While there are many reasoned arguments for any given choice of alternative Prelude, and even arguments for a custom Prelude for our own use, ultimately every Haskell developer is familiar with the Prelude from base. Additionally, local replacements to the defaults from the Prelude from base require only local knowledge; a global replacement, whether with an alternative or with something of our own design, require more non-local information, which increases cognitive load. Lastly, it is rare that every legacy decision from the Prelude in base is relevant in any given module; specifying which legacy decision is being replaced by targeted hides and imports actually helps understanding, at relatively low cost. Lastly, an alternative Prelude serves as a massive number of unqualified imports, which we avoid for reasons described previously: use of one would smuggle all such problems in via the back door. Lastly, the dependency footprint of many alternative Preludes is highly non-trivial; it isn't clear if we need all of this in our dependency tree.

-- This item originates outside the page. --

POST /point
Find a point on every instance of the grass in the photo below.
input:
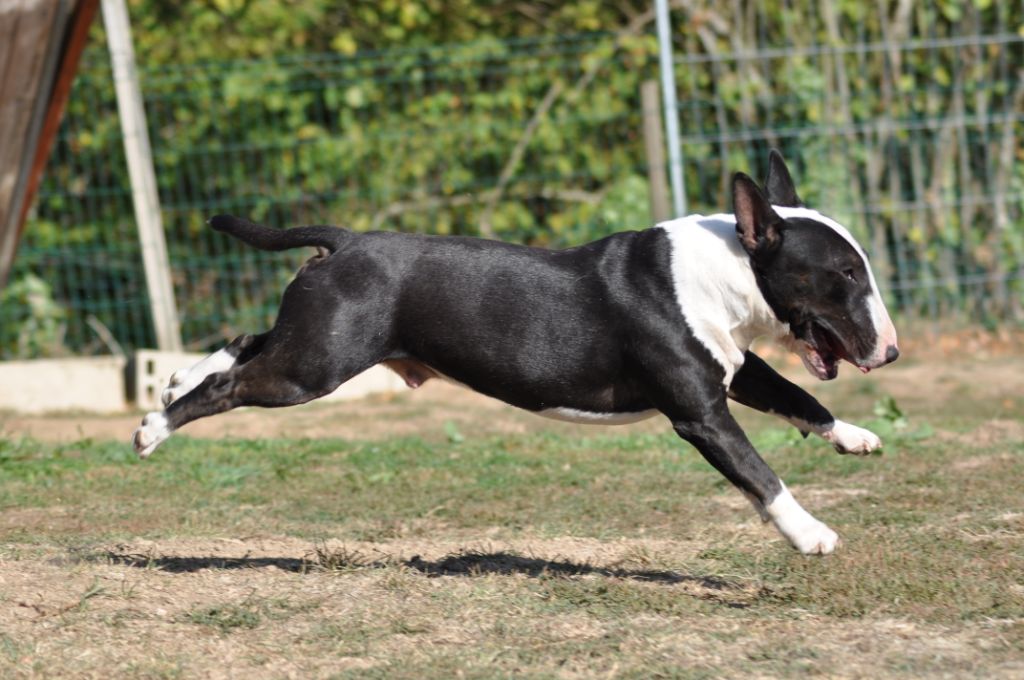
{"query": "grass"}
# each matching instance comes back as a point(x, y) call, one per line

For all the above reasons, the best choice is 'default with local replacements'.

Other

Lists SHOULD NOT be field values of types; this extends to Strings. Instead, Vectors (Texts) SHOULD be used, unless a more appropriate structure exists.

Boolean blindness SHOULD NOT be used in the design of any function or API. Returning more meaningful data SHOULD be the preferred choice. The general principle of 'parse, don't validate' SHOULD guide design and implementation.

Partial functions MUST NOT be defined. Partial functions SHOULD NOT be used except to ensure that another function is total (and the type system cannot be used to prove it).

Derivations MUST use an explicit strategy. Thus, the following is wrong:

newtype Foo = Foo (Bar Int)
    deriving (Eq, Show, Generic, FromJSON, ToJSON, Data, Typeable)

Instead, write it like this:

newtype Foo = Foo (Bar Int)
    deriving stock (Generic, Data, Typeable)
    deriving newtype (Eq, Show)
    deriving anyclass (FromJSON, ToJSON)

Justification

Haskell lists are a large example of the legacy of the language: they (in the form of singly linked lists) have played an important role in the development of functional programming (and for some 'functional' languages, continue to do so). However, from the perspective of data structures, they are suboptimal except for extremely specific use cases. In almost any situation involving data (rather than control flow), an alternative, better structure exists. Although it is both acceptable and efficient to use lists within functions (due to GHC's extensive fusion optimizations), from the point of view of field values, they are a poor choice from both an efficiency perspective, both in theory and in practice. For almost all cases where you would want a list field value, a Vector field value is more appropriate, and in almost all others, some other structure (such as a Map) is even better.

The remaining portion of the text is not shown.